Der Vorsitzende des Petitionsausschusses im Kieler Landtag, Uli König (Piraten), kritisiert die Aussagen der Drogenbeauftragten: "Ist ein Smartphone-Besitzer etwa krank, nur weil er durch sein Handy 24 Stunden am Tag mit dem Internet verbunden ist?" Es werde völlig ignoriert, dass ein erheblicher Teil der Menschen ganz selbstverständlich online ist. Das Internet sei als Kommunikationsmedium zu einem Teil ihres Lebens geworden.

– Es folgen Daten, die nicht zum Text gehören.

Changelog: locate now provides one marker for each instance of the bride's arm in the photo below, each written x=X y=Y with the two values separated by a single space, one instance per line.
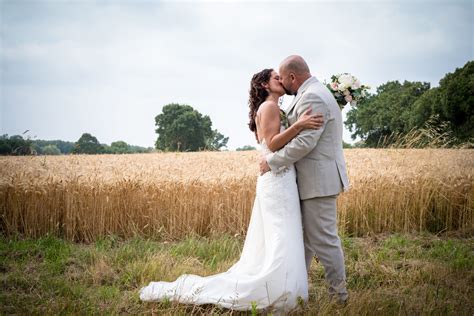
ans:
x=269 y=119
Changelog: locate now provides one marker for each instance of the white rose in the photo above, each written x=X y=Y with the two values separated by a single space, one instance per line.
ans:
x=356 y=84
x=346 y=79
x=342 y=86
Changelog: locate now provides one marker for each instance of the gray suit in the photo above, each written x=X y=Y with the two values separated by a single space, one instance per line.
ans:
x=321 y=176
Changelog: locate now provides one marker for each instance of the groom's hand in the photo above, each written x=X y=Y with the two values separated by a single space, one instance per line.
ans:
x=264 y=167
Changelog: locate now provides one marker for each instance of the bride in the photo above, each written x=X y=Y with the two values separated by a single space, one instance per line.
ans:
x=271 y=271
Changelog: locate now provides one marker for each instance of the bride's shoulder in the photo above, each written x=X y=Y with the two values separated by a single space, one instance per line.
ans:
x=268 y=106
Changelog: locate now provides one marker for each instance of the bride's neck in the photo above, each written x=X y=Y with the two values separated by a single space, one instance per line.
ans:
x=272 y=97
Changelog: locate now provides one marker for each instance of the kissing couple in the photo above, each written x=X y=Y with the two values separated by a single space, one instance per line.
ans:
x=302 y=171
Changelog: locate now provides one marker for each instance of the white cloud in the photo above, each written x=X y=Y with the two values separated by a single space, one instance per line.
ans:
x=111 y=67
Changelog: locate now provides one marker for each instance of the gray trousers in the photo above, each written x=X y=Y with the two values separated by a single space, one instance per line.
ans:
x=321 y=239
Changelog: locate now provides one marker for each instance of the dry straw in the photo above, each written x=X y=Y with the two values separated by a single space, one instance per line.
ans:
x=172 y=195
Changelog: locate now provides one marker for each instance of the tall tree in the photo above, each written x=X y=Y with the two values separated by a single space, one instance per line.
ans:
x=388 y=111
x=88 y=144
x=182 y=128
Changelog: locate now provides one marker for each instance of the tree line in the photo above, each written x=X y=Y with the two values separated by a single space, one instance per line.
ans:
x=397 y=113
x=442 y=116
x=86 y=144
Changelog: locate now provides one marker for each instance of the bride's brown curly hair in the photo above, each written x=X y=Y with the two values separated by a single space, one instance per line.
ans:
x=257 y=94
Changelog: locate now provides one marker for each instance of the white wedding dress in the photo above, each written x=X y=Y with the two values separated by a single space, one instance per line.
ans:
x=271 y=271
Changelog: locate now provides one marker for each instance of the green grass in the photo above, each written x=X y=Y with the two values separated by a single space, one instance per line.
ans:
x=386 y=275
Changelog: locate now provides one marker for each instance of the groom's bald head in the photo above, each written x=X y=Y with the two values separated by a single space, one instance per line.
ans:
x=295 y=64
x=293 y=72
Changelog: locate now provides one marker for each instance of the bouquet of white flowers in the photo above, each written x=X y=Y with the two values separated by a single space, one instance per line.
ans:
x=347 y=89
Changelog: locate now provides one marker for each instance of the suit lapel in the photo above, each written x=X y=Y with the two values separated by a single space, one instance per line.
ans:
x=300 y=93
x=293 y=103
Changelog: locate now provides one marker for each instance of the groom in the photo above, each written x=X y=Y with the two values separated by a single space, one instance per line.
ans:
x=321 y=170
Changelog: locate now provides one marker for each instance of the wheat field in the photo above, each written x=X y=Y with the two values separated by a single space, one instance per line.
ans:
x=173 y=195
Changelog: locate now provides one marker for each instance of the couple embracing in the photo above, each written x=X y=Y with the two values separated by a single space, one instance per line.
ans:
x=294 y=213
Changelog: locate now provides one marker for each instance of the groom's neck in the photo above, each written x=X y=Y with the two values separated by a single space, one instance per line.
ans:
x=300 y=80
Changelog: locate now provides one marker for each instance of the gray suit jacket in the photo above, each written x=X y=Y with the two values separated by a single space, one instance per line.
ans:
x=317 y=154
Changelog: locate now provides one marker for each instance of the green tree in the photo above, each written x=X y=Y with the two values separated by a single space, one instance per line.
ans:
x=88 y=144
x=50 y=150
x=246 y=147
x=119 y=147
x=387 y=112
x=216 y=141
x=452 y=102
x=182 y=128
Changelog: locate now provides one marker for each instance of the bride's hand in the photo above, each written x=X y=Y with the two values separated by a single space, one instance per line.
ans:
x=309 y=121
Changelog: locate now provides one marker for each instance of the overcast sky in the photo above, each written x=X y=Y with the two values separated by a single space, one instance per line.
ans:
x=108 y=67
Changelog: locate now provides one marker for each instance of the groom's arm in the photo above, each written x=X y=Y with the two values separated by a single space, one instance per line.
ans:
x=305 y=141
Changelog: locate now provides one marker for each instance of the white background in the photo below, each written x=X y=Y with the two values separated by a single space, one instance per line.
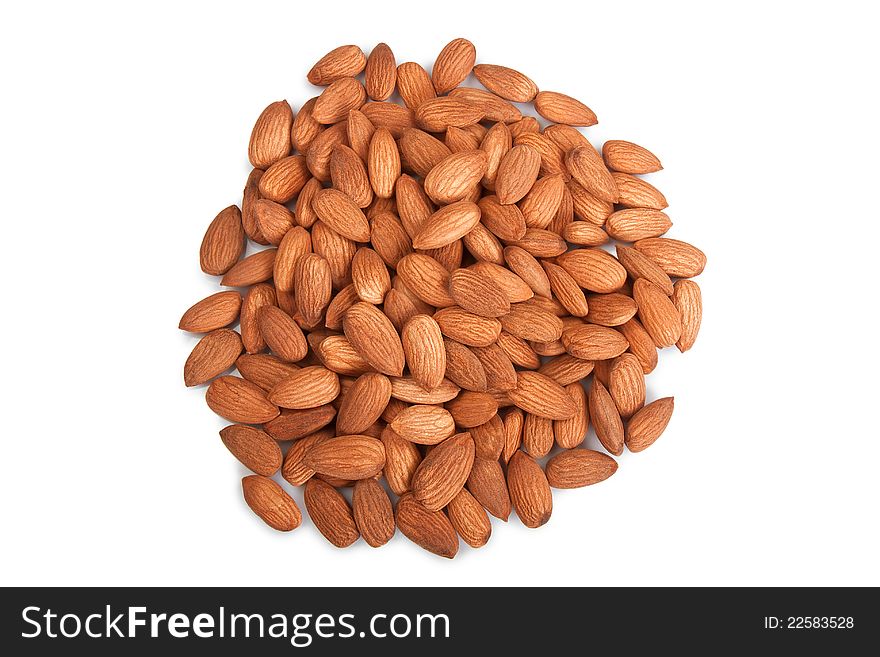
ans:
x=125 y=130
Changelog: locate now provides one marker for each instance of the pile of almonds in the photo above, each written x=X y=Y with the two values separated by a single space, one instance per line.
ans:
x=432 y=296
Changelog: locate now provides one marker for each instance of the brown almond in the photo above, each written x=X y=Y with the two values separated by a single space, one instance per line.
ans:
x=255 y=449
x=306 y=388
x=646 y=426
x=579 y=467
x=424 y=424
x=380 y=73
x=469 y=519
x=542 y=396
x=453 y=64
x=373 y=513
x=627 y=157
x=341 y=62
x=605 y=418
x=688 y=300
x=529 y=490
x=443 y=472
x=487 y=484
x=271 y=503
x=559 y=108
x=330 y=513
x=430 y=530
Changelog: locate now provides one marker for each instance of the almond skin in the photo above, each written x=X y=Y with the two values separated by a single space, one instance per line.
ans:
x=270 y=138
x=517 y=173
x=344 y=61
x=469 y=519
x=306 y=388
x=380 y=73
x=627 y=157
x=592 y=342
x=373 y=336
x=347 y=457
x=487 y=484
x=424 y=351
x=239 y=400
x=223 y=243
x=559 y=108
x=373 y=513
x=214 y=354
x=542 y=396
x=453 y=64
x=448 y=224
x=256 y=449
x=330 y=513
x=529 y=490
x=675 y=257
x=430 y=530
x=657 y=313
x=579 y=467
x=688 y=300
x=606 y=418
x=646 y=426
x=271 y=503
x=443 y=472
x=212 y=313
x=506 y=82
x=363 y=403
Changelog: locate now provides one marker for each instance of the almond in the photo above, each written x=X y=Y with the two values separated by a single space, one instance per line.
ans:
x=212 y=313
x=455 y=176
x=414 y=84
x=579 y=467
x=487 y=484
x=373 y=514
x=424 y=351
x=627 y=384
x=633 y=224
x=255 y=449
x=517 y=173
x=688 y=300
x=469 y=519
x=506 y=82
x=223 y=243
x=306 y=388
x=453 y=64
x=373 y=336
x=542 y=396
x=626 y=157
x=214 y=354
x=424 y=424
x=448 y=224
x=594 y=269
x=559 y=108
x=571 y=432
x=271 y=503
x=529 y=490
x=341 y=62
x=295 y=424
x=443 y=473
x=363 y=403
x=347 y=457
x=675 y=257
x=270 y=138
x=380 y=74
x=646 y=426
x=430 y=530
x=606 y=418
x=657 y=313
x=330 y=513
x=239 y=400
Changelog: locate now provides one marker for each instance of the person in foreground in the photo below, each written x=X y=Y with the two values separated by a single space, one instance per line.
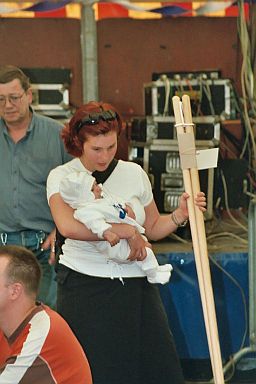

Exzessive Internetnutzung ende oft so schnell wie sie begonnen habe.

Der suchtpolitische Sprecher der CDU-Fraktion im schleswig-holsteinischen Landtag, Volker Dornquast aus Henstedt-Ulzburg, weist die Äußerungen des Piraten-Politikers zurück: Es gehe der Bundesbeauftragten nicht um Menschen, die aus beruflichen Gründen über Onlinemedien eine ständige Erreichbarkeit sicher stellten. "Es geht um diejenigen Menschen, die ihre sozialen Kontakte abbrechen, weil sie im Internet gefangen sind. Diese Gefahr darf nicht ignoriert werden." Deshalb sei es wichtig, dass die Suchtbeauftragte der Bundesregierung auf das Problem aufmerksam mache.